Dreaming of Maine
Acrylic on canvas
8 x 8 inches
Barbara Muir © 2012
Once again I've had a great day. Not much time
to paint, but I had fun thinking about Maine and
parts of New Brunswick with this one, where you
come upon buildings that run into one another, and
go on and on because some new addition was needed,
and unlike our tiny city lots the room was there,
so Bob's your uncle, ipso facto, lets add another
section on. Some of them are my favorite white
clapboard, and that's what I was thinking about
in this little dreamscape.
I met a friend I hadn't seen for a long time today,
and we had the greatest talk. I am such a firm
believer in happiness and always enjoy
good conversation in a lovely setting. I walked
away with a rich feeling of delight colouring
my day.
But by contrast it seems that so many people
I've talked to recently are leary of the idea
of happiness. They ask -- is happiness real?

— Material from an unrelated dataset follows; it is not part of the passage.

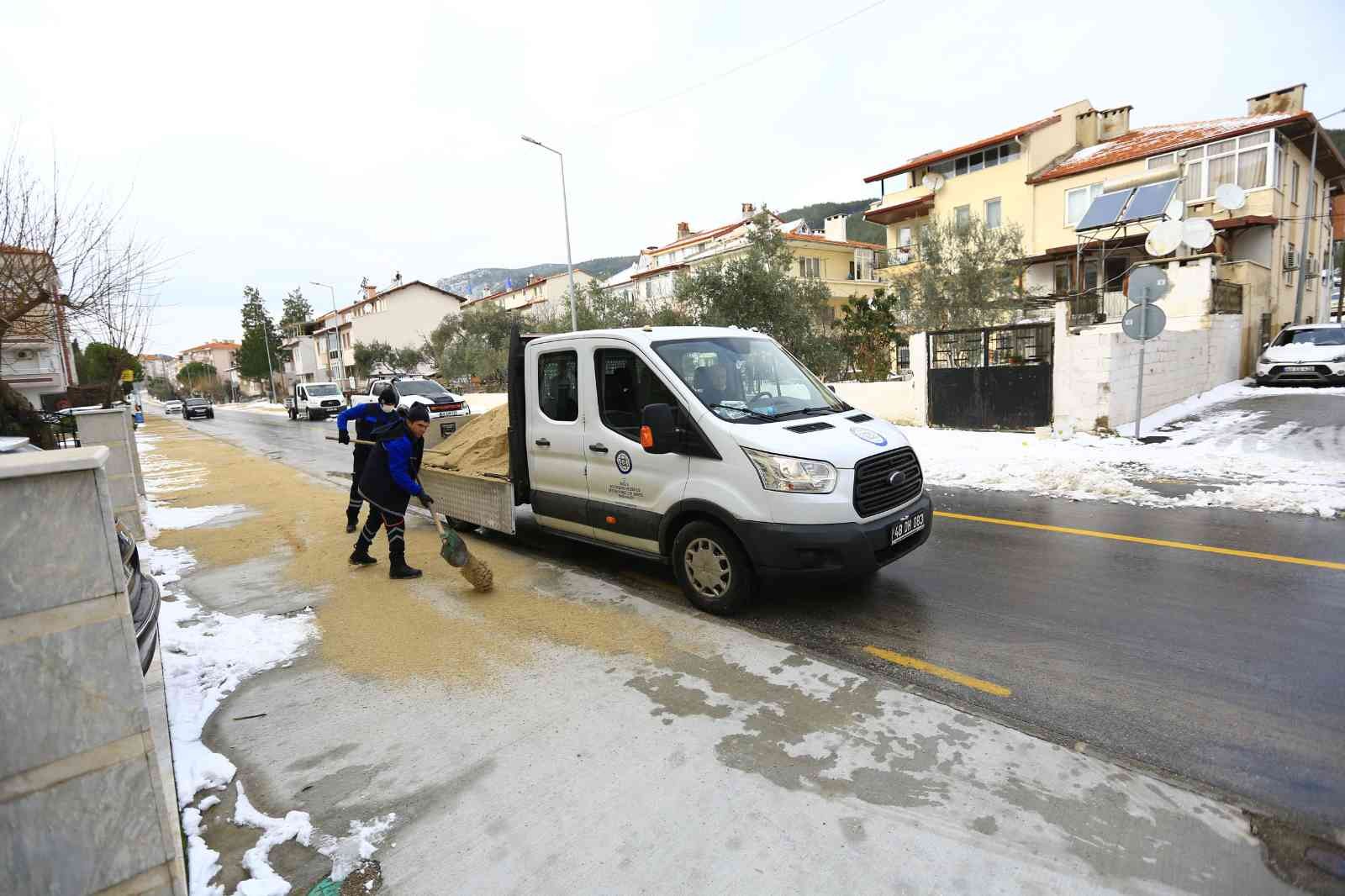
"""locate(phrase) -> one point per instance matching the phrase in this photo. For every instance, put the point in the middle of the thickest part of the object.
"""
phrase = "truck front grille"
(873, 490)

Substitute possible, achievable, valuable?
Is this just winter acting on the collective
mood? Maybe it doesn't matter. Apparently pessimists
are classically conservative, and optimists more liberal.

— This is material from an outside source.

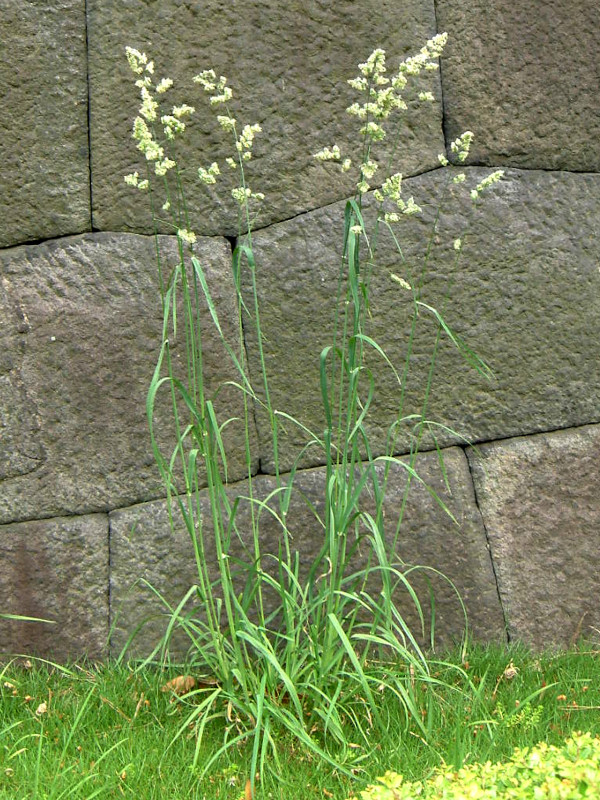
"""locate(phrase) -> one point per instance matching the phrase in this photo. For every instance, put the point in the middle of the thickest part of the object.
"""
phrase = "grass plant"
(315, 667)
(109, 731)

I have no idea whether or not this is true. I do
know that it feels infinitely better to think you're
happy, than to know that you're not.
Steven and I went out to Ikea, for our Thursday
night supper. The people behind the counter
there recognize us because we've been following
this strange, predictable pattern for almost
two years. We eat practically the same meals, and
sit where we can watch little children and families
playing. Tonight a mother was spoon feeding supper
to her six year old girl, so that the child didn't have
to stop playing to eat. Both the mother and child
were happy. I think. And we were happy watching
them. I think. We also seemed to be happy in
the car listening to a wildly funny radio show
and laughing our heads off.
Maybe it's those new vitamins Steven's been giving
me, because despite reasons for sorrow that are
always present, I have been feeling overwhelmingly
content. Even happy. Maybe you're the reason for
that, and you and you and you. Thanks for that.
I think it's real. And if I'm living in some
Descartian/Augustinian duality for now I think
I'll chill, and say WooHoo! Today life is good.